Sequentially read each ShaderCode and decompress using LZ4.
Use ZSTD + dictionary to compress each ShaderCode, appending it to a global MemoryBuffer, allowing for obtaining the offset and size of the compressed ShaderCode in this MemoryBuffer.
Update the new offset and size of each ShaderCode in the MemoryBuffer into the previously saved SerializedShaders.
Finally, serialize GShaderCodeArchiveVersion, SerializedShaders, and MemoryBuffer to a file.

This way, you can directly create ushaderbytecode with dictionary compression from the default packaged ushaderbytecode, avoiding additional cooking processes.

ZSTD Optimization Strategies

Upgrade to the latest version of ZSTD (1.5.2), which has further improved compression rates compared to the previous integration (1.4.4).

On the interface level, it is optimized by using *usingCDict instead of *usingDict:

// Recommended
size_t ZSTD_compress_usingCDict(ZSTD_CCtx* cctx,
                                void* dst, size_t dstCapacity,
                                const void* src, size_t srcSize,
                                const ZSTD_CDict* cdict);
// Not recommended
size_t ZSTD_compress_usingDict(ZSTD_CCtx* cctx,
                               void* dst, size_t dstCapacity,
                         const void* src, size_t srcSize,
                         const void* dict, size_t dictSize,
                               int compressionLevel);

The *usingDict series of functions load the dictionary and are only recommended for single compressions. They can be very slow (by an order of magnitude) in scenarios requiring frequent compression using the same dictionary; therefore, *usingCDict should be used instead. The same also applies to decompression.

Dictionary Training and Compression Efficiency

Test Data:

Shaderbytecode 256M
Total original ShaderCode size (after LZ4 decompression): 682M
66579 Unique Shaders

Dictionary training:

Shader compression:

The majority of the ShaderCode’s compression time is around 1ms, fluctuating based on ShaderCode size.

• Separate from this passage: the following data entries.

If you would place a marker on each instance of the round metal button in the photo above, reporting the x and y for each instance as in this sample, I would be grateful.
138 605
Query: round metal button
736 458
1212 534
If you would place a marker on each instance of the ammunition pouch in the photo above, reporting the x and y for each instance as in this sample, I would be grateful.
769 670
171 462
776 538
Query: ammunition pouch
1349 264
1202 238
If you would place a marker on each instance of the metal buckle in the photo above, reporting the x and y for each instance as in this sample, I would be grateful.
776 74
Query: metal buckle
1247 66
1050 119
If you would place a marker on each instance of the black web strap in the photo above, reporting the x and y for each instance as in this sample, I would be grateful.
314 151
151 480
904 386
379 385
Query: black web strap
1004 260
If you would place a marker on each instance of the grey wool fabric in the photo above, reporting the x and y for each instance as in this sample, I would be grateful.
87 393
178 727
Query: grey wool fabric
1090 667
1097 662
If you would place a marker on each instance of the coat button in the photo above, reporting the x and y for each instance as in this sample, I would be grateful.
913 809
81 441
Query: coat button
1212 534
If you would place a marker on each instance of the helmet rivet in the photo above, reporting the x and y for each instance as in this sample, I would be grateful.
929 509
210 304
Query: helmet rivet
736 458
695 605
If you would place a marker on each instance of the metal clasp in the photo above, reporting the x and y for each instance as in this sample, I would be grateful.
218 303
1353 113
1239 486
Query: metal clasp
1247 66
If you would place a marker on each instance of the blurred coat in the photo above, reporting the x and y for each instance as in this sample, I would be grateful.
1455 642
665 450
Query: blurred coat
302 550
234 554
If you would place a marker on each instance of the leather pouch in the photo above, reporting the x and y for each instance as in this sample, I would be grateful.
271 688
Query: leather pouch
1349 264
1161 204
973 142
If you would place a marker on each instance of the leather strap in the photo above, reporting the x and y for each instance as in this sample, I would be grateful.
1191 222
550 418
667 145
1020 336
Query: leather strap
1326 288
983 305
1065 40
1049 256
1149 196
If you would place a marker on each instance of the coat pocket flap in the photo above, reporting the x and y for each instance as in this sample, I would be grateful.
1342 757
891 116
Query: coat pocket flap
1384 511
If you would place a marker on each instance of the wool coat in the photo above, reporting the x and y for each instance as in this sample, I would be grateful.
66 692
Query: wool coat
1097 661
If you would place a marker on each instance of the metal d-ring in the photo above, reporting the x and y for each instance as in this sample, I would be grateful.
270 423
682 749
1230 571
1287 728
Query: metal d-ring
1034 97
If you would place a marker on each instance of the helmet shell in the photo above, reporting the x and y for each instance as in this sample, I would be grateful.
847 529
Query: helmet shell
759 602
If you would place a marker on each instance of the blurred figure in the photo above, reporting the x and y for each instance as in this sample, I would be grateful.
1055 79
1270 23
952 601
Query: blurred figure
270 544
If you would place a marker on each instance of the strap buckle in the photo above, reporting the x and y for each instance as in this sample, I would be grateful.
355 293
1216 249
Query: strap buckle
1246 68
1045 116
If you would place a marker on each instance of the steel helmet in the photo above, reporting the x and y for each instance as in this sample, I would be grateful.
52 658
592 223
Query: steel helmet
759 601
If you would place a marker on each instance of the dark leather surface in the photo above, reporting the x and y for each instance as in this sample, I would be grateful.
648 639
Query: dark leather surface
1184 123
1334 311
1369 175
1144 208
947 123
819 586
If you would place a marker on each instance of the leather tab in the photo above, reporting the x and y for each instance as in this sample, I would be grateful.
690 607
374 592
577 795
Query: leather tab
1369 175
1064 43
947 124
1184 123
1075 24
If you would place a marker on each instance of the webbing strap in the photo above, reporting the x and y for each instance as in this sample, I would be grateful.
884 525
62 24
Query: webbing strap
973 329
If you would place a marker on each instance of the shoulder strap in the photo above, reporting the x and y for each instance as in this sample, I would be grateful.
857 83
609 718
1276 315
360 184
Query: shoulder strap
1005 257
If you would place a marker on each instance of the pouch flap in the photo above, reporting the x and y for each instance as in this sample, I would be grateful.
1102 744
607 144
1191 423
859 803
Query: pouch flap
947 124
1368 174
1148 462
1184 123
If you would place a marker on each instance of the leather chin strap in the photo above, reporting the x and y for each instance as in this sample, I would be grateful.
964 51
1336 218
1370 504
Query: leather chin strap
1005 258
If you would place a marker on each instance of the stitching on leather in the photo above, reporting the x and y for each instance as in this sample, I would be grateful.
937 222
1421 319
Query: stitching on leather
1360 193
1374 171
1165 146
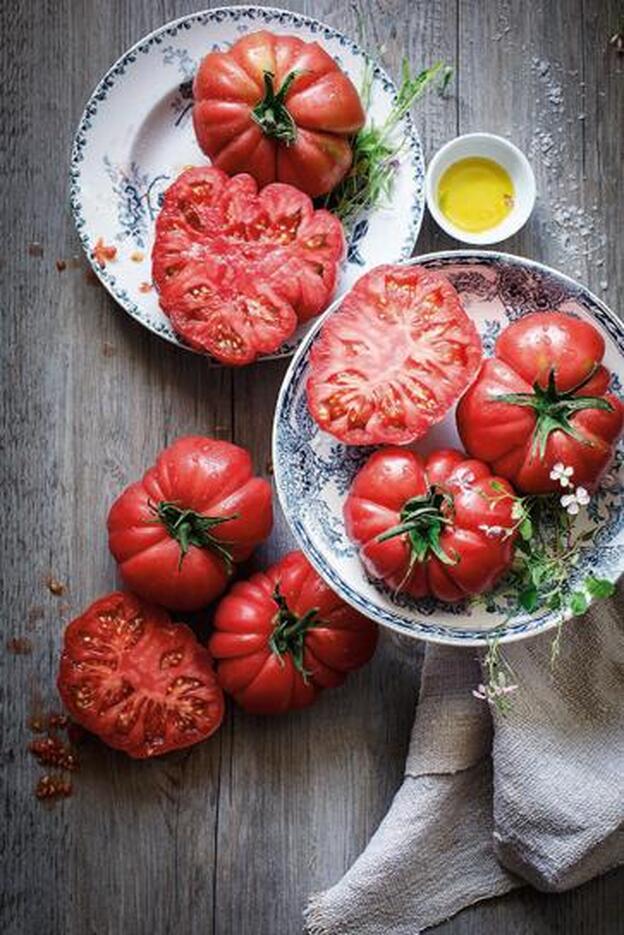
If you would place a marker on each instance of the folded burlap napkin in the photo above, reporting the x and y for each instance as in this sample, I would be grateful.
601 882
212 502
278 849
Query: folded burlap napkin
491 802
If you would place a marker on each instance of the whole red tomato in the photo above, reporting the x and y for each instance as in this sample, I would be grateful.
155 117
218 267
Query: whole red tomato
178 533
543 399
278 108
440 526
283 635
392 360
143 684
235 268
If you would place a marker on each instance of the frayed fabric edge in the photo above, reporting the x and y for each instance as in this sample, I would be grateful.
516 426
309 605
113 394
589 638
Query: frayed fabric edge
314 924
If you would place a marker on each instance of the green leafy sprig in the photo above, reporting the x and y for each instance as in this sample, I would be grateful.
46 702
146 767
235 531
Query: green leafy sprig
548 548
376 150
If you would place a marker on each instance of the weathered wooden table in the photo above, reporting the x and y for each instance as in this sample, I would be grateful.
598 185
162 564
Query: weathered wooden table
231 836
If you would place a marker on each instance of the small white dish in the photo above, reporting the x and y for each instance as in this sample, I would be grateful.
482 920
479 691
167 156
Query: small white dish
500 150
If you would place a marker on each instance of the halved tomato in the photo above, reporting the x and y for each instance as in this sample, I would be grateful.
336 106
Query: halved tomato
254 252
142 683
393 358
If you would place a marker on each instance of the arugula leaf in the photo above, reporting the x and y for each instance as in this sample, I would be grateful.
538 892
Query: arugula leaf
578 603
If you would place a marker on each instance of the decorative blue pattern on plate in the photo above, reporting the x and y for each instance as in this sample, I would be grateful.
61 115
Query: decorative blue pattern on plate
136 135
313 471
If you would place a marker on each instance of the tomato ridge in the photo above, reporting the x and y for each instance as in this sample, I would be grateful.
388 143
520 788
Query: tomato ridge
271 113
188 527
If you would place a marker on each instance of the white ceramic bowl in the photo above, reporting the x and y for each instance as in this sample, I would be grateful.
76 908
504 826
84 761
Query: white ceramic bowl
487 146
136 135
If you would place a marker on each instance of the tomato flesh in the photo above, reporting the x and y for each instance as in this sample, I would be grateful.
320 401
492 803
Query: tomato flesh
142 683
393 359
212 480
544 399
274 654
237 269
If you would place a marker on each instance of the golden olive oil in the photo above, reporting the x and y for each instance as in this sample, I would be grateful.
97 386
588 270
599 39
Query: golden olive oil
475 194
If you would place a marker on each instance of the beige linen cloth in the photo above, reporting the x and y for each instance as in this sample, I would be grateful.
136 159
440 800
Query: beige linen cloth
488 802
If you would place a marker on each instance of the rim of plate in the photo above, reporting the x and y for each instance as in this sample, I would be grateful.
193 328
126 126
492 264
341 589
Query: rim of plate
117 69
420 629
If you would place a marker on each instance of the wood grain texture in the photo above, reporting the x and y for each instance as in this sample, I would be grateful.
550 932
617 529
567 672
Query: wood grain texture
230 837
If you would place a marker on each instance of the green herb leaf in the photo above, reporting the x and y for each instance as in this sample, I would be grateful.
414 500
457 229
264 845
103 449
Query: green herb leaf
526 528
599 587
375 150
517 510
498 487
554 602
578 603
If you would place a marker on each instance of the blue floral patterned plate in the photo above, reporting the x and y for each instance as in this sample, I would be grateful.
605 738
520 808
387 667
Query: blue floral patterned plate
136 136
313 471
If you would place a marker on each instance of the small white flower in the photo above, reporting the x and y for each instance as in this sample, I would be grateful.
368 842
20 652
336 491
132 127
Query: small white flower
562 473
493 532
572 502
496 689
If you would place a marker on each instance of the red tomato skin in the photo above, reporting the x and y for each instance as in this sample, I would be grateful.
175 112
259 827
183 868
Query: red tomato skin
391 477
212 477
322 101
263 682
502 433
141 656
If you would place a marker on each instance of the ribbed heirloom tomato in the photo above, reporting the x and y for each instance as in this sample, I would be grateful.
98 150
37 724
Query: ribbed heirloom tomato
178 533
440 526
236 269
392 360
278 108
283 635
142 683
542 399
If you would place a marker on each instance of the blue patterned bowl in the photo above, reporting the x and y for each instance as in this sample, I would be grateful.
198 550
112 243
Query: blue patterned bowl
136 136
313 471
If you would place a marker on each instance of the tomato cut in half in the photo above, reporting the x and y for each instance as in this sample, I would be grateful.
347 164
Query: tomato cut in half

The total time for dictionary training + generating final ushaderbytecode is less than 4 minutes, making the time consumption no longer a bottleneck.

Comparison of sizes between LZ4 compressed ushaderbytecode and ZSTD + dictionary compressed in actual projects:

Runtime Example

I provide a runtime demo after packaging; the default package is through LZ4 compressed Shader, and I have provided one that contains the dictionary and the shaderbytecode compressed with the dictionary (including StarterContent and Global), which can be used to verify functionality and test runtime efficiency.

Download link: ZstdExample_WindowsNoEditor

Place ZstdShader_WindowsNoEditor_001_P.pak under Content/Paks to use the ZSTD and dictionary mode for reading the shader compressed with the dictionary from ShaderLibrary by default:

If you don’t put this Pak, the engine will use the default LZ4 compressed ushaderbytecode.

The runtime effect of using the ZSTD mode shows no Shader errors:

You can also analyze runtime performance using Unreal Insight:

1	ZstdExample -windowed -resx=1280 -resy=720 -log -trace=cpu -tracehost=127.0.0.1

HotPatcher Integration

You can directly train the dictionary based on ushaderbytecode and use it to compress existing ushaderbytecode, minimizing operational costs.

Conclusion

This article shares an efficient ZSTD Shader dictionary training method, analyzing the file format of ushaderbytecode, and contrasting the methods for dumping ShaderCode, training the dictionary directly within UE. It also shares a method that does not require engine modifications, allowing seamless use in the public engine and reducing the management costs of engine changes.

The dictionary training and compression operations can be realized in a single call, significantly enhancing efficiency. This transforms dictionary training and compression into a completely Plugin-Only implementation, requiring no additional modifications and processes, clearing the obstacles for integration into HotPatcher, and it will later be released as an extension module of HotPatcher.